El cambio de forma a que me refiero no es visible para el ojo externo hasta que el proceso alquimista de la transformación toca a su fin; su comienzo tiene lugar en lo oculto, en las corrientes magnéticas que determinan el sistema de ejes de la estructura corporal; primero cambia la mentalidad del ser, sus inclinaciones e impulsos, y luego sigue el cambio del comportamiento y con él la transformación de la forma, hasta que ésta se convierte en el cuerpo resucitado del Evangelio.

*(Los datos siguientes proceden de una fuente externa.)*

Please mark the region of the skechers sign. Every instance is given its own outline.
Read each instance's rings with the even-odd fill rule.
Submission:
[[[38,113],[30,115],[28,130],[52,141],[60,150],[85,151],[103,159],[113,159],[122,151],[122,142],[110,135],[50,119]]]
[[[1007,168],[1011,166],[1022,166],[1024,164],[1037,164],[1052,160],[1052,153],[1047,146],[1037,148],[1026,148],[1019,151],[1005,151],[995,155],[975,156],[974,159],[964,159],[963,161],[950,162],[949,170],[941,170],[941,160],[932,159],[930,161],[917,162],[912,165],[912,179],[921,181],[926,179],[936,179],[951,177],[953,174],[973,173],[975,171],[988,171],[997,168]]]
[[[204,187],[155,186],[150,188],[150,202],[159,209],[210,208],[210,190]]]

Es como cuando una estatua de hielo empieza a derretirse desde dentro.

Se acerca el día en que la enseñanza de esta alquimia se reanudará para muchos; yacía como muerta, como un montón de escombros, y el rígido faquirato de la India es su ruina.

Bajo la influencia transformadora del antepasado espiritual me convertí, como ya he dicho, en un autómata con los sentidos fríos; y así permanecí hasta el día de mi «separación del cadáver».

Como palomar inanimado en el que las aves entran y salen sin que él tome parte en su actividad, así debes considerarme si quieres comprender cómo era yo entonces; no debes medirme por el patrón de los seres humanos, que sólo conocen a sus semejantes.